Dziwi przede wszystkim fakt, że nie docierają do niego argumenty wynikające z fundamentów tego ekosystemu, mającego
swoje podstawy w zapisie kodu bitcoina.
A przecież Dimon sam
przyznał, że dowodzona przez niego instytucja
jest globalnym liderem w kwestii wykorzystania blockchaina, to chyba jednak powinien wiedzieć, na czym to polega.
Chyba, że CEO JPMorgan po prostu udaje wielkiego wroga
bitcoina i tkwi w tym jeszcze głębszy sens, niż mogłoby się wydawać. Teorii spiskowych na ten temat
nie brakuje.
Teraz natomiast stwierdził, że
bitcoin ma wiele wspólnego z...
paleniem papierosów.
Osobiście, jako wieloletni palacz, nigdy nie zauważyłem żadnego wspólnego mianownika między tytoniem a największą z kryptowalut.
Dimon powiedział, że mimo iż ludzie mają prawo handlować kryptowalutą, to wcale nie jest zdrową inwestycją ani zachowaniem.
Po prostu nie czuję się dobrze z bitcoinem. Doceniam czyjąś zdolność do kupowania lub sprzedawania go. Tak samo jak uważam, że masz prawo palić, ale nie sądzę, że powinieneś to robić
– dodał Dimon.
Warto przypomnieć, że jeszcze niedawno twierdził, że
gdyby posiadał władzę na miarę rządu USA, to zakazałby bitcoina. Tak więc jego wczorajsza wypowiedź nie była do końca szczera.

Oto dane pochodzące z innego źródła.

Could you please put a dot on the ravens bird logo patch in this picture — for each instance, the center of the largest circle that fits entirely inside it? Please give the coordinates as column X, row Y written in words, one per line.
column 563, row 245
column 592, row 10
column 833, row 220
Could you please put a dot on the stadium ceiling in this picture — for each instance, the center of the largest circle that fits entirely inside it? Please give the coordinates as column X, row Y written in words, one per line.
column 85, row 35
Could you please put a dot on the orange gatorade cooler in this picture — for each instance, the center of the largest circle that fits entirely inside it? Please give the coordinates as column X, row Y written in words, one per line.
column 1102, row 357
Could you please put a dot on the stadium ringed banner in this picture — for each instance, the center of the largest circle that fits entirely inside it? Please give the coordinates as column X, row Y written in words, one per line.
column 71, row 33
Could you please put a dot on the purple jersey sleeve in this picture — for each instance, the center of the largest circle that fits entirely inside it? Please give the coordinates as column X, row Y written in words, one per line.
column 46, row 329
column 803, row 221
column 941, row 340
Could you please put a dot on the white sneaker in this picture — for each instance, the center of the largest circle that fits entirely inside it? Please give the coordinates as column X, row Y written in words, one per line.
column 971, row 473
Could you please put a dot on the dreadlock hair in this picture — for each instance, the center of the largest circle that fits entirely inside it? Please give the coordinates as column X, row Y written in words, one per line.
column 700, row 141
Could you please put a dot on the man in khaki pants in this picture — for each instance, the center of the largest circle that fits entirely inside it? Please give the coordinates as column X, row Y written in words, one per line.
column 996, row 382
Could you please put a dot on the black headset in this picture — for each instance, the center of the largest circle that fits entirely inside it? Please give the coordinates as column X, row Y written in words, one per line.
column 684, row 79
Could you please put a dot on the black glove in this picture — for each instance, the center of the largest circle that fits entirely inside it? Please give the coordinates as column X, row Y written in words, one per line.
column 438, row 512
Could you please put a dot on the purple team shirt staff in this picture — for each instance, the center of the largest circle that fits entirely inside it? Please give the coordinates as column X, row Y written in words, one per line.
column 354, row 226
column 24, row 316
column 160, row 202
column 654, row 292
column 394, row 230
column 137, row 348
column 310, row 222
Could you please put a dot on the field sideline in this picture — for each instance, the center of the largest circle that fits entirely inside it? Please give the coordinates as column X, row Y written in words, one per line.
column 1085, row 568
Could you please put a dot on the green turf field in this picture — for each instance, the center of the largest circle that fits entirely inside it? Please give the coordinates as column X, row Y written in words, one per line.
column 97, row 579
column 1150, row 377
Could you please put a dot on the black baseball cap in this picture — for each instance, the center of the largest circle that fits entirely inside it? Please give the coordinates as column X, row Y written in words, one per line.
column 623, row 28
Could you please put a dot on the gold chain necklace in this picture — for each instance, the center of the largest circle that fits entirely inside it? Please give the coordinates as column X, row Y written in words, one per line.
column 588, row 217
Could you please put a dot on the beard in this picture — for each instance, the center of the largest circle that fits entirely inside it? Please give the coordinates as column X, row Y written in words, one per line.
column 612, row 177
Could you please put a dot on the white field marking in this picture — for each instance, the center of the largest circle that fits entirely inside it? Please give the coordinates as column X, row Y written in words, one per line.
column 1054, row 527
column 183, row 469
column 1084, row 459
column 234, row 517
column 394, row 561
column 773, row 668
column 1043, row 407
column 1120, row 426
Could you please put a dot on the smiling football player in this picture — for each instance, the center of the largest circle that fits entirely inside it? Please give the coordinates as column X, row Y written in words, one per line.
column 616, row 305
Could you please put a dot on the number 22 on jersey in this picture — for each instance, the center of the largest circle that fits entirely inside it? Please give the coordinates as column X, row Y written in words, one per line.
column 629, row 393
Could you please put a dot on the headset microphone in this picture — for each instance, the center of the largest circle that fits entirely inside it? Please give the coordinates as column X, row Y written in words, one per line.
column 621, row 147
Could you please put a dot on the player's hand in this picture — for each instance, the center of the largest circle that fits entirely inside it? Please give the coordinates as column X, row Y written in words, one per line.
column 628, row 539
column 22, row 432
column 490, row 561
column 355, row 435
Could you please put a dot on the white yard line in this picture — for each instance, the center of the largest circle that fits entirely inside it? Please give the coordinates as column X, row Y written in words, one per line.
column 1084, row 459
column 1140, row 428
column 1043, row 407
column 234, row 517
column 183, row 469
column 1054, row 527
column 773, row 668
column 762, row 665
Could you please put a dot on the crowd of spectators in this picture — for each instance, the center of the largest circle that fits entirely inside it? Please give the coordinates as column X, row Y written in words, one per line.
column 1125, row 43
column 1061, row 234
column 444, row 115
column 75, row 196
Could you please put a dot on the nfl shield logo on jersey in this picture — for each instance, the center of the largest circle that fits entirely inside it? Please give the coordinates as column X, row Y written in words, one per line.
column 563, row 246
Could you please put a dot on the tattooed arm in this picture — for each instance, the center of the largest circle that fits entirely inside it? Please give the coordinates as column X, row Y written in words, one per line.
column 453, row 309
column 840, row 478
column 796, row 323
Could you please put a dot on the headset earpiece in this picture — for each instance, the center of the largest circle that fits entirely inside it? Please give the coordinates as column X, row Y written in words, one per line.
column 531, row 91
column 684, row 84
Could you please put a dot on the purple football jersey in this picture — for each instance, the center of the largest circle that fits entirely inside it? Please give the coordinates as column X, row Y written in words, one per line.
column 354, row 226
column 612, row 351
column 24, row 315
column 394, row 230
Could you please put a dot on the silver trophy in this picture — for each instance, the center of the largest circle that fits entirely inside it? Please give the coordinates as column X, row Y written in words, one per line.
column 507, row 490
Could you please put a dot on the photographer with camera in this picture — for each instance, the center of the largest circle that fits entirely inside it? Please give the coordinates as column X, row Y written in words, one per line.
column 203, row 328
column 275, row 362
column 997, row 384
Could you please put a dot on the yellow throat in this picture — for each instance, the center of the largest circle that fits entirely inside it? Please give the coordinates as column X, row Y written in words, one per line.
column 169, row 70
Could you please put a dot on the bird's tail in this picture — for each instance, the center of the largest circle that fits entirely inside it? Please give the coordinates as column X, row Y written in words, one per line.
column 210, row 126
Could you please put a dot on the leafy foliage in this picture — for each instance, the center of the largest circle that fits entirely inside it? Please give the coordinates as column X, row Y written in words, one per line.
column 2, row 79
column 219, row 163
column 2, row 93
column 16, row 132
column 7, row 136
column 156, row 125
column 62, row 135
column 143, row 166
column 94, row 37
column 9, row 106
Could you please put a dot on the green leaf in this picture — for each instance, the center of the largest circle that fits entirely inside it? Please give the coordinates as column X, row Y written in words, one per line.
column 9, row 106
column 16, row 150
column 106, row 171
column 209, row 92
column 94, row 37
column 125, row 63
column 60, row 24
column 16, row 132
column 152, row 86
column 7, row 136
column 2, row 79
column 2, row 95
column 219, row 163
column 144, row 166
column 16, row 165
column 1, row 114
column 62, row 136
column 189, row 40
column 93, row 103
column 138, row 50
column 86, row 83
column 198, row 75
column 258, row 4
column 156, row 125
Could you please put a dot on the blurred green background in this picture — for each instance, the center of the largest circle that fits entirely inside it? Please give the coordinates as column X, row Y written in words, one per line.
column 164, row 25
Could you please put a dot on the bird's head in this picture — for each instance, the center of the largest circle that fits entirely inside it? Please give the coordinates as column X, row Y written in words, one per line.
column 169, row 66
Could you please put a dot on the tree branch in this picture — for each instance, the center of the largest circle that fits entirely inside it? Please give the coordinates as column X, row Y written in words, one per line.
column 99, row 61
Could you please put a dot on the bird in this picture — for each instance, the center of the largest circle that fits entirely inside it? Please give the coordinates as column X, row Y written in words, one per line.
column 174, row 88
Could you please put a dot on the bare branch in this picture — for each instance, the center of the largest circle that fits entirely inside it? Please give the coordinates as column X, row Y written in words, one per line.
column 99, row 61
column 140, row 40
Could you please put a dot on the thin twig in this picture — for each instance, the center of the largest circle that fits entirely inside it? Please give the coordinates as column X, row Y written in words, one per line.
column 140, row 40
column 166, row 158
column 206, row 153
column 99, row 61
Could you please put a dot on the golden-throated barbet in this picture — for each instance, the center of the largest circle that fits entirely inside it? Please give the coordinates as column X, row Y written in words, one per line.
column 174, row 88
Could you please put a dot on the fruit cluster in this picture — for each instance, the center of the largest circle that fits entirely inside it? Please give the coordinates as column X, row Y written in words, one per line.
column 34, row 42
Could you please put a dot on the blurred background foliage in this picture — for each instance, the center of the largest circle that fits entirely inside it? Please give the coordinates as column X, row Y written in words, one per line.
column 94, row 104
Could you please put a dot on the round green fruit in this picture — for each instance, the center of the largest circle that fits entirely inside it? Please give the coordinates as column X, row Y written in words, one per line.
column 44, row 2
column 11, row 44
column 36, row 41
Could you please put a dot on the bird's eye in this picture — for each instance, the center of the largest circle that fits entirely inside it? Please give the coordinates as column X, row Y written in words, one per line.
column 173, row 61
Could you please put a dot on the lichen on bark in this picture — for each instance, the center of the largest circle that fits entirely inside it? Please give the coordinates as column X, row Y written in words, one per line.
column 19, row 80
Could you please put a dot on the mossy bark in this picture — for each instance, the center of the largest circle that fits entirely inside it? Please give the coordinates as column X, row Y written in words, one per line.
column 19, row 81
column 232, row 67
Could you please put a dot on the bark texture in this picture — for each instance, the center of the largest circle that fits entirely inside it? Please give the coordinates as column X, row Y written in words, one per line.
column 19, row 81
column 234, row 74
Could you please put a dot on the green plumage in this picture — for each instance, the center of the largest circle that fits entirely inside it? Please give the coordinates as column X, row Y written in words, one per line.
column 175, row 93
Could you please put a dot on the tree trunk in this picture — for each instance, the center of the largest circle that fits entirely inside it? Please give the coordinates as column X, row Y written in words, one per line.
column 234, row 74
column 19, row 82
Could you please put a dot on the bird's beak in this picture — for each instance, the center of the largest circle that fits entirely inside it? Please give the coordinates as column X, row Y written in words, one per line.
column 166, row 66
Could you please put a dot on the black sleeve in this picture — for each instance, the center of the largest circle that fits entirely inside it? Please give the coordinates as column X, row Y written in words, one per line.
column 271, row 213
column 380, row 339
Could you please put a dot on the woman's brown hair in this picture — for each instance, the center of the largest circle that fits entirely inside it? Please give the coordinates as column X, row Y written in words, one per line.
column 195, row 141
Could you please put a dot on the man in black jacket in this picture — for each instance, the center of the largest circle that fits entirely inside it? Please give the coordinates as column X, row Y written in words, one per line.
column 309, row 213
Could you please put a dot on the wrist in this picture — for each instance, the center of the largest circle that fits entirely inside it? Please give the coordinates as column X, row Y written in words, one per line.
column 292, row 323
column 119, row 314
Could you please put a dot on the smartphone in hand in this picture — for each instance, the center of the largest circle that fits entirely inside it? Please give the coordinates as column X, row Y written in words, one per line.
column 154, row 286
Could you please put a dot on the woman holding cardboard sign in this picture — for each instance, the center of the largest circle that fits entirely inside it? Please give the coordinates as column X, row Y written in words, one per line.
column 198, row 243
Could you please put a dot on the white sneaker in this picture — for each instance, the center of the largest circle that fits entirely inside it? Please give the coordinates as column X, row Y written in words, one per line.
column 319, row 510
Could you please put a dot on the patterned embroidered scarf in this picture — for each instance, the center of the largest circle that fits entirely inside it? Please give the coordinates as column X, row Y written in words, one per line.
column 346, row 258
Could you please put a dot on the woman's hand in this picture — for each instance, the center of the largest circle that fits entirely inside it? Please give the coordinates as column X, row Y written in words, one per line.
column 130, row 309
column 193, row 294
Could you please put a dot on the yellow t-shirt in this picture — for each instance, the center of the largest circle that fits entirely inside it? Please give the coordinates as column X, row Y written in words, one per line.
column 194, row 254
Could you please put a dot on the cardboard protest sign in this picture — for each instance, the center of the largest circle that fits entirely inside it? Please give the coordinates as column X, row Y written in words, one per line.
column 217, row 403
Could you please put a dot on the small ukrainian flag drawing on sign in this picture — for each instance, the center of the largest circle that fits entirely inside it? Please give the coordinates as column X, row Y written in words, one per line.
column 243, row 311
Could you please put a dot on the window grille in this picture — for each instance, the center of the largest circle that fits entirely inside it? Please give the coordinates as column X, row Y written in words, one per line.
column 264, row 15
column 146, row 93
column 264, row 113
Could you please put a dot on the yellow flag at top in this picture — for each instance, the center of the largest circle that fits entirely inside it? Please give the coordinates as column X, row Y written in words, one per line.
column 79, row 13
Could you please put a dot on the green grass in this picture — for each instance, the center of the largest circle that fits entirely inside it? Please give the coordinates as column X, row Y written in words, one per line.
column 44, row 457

Dimon przyznał, że w przyszłości prawdopodobnie pojawi się pewna forma waluty cyfrowej, ale nadal krytycznie odnosi się do
bitcoina.
Kontynuując, w rozmowie z dziennikarką CBS News ponownie stwierdził, że
BTC nie posiada żadnej wewnętrznej wartości i stanowi głównie narzędzie kryminalistów.
Co ciekawe, dał do zrozumienia, że ogólnie
nie jest przeciwnikiem koncepcji kryptowalut oraz ich adopcji. Twierdzi jednak, że kwestia legalności
bitcoina powinna zostać poddana pod ogólną wątpliwość na świecie.